Cancer and Tumor Treatments

Cancer may affect nearly every tissue in the body, including those that may up our spine and spinal cord. Some of these tumors originate in the spine itself, while other types of cancers may have originated in one area of the body and spread to the back. In previous articles, we discussed the various types of spinal tumors and how they originated. Here we will discuss the various cancer and tumor treatments, including the latest medications and technologies for reducing and eliminating them from the body.

If any cancer or tumor is found in the spine, various tests will be performed to see what type of condition it is and if it is present elsewhere in the spine or body. The following tests and procedures may be performed:
  • Comprehensive medical history and physical examination
  • Comprehensive neurologic examination
  • Screening for tumors using radiologic medical imaging studies of the chest, spine, and Gastrointestinal (GI) system
  • CAT Scans and MRI imaging of the spine
Treatments for Vertebral Column Tumors: The treatment that is selected for the tumor will be determined by the location of the tumor, how large it is, and what type of tumor/cancer is present. Treatment goals for spinal tumors generally include:
  • Controlling the pain related to these tumors/cancer growths with pain medications or procedures to relieve the pressure on the nerve roots
  • Removing pressure on the spinal cord and the spinal nerves to preserve or restore neurologic function
  • Fixing the structural instability of the spine caused by the cancer or cancer removal. One common procedure done to stabilize the spine is a spinal fusion.

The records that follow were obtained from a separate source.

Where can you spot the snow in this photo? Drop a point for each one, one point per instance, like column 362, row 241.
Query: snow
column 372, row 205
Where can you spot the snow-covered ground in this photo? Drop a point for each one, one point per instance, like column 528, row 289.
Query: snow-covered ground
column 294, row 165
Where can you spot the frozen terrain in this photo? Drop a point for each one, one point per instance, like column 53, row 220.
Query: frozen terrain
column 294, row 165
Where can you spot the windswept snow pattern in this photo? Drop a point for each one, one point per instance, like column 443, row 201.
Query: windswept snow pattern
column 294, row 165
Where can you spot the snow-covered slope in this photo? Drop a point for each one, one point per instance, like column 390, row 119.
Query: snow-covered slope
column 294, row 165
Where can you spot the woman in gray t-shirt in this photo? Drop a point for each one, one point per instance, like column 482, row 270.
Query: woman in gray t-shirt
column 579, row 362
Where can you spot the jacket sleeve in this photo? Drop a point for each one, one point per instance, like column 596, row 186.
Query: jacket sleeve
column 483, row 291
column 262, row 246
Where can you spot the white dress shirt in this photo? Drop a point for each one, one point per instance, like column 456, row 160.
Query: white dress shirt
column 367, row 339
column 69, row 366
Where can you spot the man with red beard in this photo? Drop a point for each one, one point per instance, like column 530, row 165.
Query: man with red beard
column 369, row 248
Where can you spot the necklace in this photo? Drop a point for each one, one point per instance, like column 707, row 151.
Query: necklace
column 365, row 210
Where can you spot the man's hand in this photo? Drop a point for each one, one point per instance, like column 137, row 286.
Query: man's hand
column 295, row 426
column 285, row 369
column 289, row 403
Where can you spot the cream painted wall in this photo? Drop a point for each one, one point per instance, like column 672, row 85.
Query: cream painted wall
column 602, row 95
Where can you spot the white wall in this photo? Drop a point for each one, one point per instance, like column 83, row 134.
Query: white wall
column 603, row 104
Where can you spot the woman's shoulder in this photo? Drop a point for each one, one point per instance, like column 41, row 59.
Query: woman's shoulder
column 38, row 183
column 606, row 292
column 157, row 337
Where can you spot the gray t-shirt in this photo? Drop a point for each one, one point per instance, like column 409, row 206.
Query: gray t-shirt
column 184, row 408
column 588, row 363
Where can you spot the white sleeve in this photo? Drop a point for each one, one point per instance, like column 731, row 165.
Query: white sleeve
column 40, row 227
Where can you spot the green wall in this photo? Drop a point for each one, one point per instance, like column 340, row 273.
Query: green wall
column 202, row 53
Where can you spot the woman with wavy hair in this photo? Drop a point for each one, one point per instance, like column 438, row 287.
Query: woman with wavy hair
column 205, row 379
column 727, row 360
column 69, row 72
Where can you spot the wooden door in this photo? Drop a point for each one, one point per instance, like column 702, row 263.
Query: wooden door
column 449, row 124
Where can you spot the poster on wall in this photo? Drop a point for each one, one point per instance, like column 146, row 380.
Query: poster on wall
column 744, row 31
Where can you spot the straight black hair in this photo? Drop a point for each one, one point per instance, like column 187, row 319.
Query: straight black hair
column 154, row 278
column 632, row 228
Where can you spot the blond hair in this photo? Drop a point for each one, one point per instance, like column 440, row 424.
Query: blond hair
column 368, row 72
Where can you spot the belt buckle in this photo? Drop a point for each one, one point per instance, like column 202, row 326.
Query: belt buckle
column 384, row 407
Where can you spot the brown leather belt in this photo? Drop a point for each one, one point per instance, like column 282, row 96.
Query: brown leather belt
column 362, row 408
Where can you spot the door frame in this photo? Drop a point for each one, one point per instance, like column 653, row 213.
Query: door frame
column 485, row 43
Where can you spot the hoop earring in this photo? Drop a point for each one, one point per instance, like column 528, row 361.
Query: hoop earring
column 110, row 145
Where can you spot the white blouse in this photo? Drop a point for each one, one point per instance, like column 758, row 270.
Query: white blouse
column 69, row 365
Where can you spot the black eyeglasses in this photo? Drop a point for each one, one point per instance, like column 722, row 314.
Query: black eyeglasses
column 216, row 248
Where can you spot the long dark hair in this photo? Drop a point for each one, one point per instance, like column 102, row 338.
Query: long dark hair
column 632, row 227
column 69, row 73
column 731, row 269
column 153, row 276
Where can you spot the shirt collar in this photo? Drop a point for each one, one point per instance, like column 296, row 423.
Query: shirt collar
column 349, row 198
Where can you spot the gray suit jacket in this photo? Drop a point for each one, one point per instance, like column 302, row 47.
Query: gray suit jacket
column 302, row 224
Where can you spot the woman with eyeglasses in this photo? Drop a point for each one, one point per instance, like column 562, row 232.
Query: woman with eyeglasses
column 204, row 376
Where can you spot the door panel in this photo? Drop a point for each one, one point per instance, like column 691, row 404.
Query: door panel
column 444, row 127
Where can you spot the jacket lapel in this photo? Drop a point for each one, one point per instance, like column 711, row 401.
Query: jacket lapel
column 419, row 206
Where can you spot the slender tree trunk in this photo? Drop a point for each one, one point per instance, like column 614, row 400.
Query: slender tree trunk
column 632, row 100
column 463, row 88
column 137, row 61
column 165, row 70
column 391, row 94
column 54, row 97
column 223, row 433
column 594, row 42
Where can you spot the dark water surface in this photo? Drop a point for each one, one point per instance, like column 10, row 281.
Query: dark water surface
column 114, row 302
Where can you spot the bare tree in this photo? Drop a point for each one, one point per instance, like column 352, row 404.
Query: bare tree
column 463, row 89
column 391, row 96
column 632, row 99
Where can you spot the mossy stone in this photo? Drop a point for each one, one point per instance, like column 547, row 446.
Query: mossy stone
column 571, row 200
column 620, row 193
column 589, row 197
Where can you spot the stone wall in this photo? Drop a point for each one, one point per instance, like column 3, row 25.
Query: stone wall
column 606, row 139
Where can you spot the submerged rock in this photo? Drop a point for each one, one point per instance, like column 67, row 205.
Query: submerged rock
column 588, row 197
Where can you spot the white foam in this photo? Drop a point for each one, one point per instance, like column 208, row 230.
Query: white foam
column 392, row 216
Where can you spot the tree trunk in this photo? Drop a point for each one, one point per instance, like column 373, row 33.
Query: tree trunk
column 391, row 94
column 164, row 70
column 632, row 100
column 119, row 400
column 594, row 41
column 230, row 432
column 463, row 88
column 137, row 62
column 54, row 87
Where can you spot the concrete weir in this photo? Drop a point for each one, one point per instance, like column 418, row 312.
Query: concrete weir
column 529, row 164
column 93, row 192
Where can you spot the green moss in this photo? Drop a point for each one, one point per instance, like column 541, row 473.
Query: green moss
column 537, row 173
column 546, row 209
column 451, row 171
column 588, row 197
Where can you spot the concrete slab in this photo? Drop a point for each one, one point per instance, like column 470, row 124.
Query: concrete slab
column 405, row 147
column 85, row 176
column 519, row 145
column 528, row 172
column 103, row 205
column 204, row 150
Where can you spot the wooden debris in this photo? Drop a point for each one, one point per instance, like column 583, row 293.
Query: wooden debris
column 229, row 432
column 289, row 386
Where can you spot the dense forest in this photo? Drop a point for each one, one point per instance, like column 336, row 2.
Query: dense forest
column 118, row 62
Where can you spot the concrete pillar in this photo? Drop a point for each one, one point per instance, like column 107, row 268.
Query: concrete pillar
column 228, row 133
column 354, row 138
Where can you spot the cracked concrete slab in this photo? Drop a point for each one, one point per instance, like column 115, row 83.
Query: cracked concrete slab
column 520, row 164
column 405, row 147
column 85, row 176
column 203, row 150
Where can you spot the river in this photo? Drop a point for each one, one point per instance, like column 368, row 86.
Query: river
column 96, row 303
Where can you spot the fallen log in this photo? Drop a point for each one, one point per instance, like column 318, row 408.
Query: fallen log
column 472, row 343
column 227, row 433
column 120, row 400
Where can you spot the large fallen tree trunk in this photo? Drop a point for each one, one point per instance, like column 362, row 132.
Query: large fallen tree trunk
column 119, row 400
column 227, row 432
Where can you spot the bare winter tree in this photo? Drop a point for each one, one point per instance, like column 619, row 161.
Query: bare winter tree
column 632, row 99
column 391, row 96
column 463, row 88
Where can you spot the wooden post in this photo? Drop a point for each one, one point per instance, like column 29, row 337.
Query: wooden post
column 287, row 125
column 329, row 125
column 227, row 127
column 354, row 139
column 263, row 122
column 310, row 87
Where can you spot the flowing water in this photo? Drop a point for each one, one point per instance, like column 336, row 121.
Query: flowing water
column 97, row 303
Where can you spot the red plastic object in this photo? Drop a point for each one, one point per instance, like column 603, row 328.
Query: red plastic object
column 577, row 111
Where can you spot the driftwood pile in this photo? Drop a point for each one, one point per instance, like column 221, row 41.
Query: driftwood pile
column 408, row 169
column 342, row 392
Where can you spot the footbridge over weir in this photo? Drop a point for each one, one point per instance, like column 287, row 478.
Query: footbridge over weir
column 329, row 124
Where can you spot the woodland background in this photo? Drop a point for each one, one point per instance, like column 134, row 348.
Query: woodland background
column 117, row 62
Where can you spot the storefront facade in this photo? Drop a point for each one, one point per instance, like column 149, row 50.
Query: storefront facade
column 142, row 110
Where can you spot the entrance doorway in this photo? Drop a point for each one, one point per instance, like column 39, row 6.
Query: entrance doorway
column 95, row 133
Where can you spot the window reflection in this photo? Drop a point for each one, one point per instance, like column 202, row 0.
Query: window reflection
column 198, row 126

Treating Intradural-Extramedullary and Intramedullary Tumors: Intradural-Extramedullary Tumors are tumors within the spinal canal that grow outside of the nerves. Intramedullary Tumors are tumors inside the spinal canal that may grow within the spinal nerves. These tumors are usually surgically removed. The treatment goal of these procedures is the complete removal of the tumors while preserving neurologic function.

The tissues and nerves of the spinal cord are highly sensitive to damage and may not fully recover if the surgery to remove the tumors results in neurologic damage. For this reason, spinal neurosurgery involves the best doctors using the best pieces of technology available. Monitoring techniques may be used throughout the surgery to determine the function of the spinal cord as the tumors are being removed.

In most cases, the tumor may be completely removed during the spine surgery. In other cases, the some of the tumor adheres to the spinal nerves, making its complete surgical removal to dangerous. In these cases, post-operative radiation therapy may be performed to try to eliminate any remaining tumor material adhering to the nerves. If the tumor is metastatic, chemotherapy may provide patients with a greater chance of eliminating remaining tumor from the spinal canal.

Following the surgery, it may take the patient some time to restore comfort and function as the nerves work to fully heal and for the patient to regain their strength from the surgery itself and any post-operative radiation or chemo therapy that was performed on them. Neurologic function should improve through some combination of rest and physical rehabilitation.

Spinal Cord Compression: Steroids (e.g. corticosteroids) may be used along with the other treatments mentioned to accelerate the rate of spinal cord decompression. These steroids, usually delivered through needle injection, typically are not designed to act on the tumor itself. Rather, this treatment is used to reduce the inflammation reaction around it. If this treatment does reduce the inflammation, the overall mass pressing on the spinal cord should be reduced.

Radiotherapy: Radiation therapy, also known as radiotherapy, is delivered at the levels of the spinal cord that is affected, as well as to one level above and below it.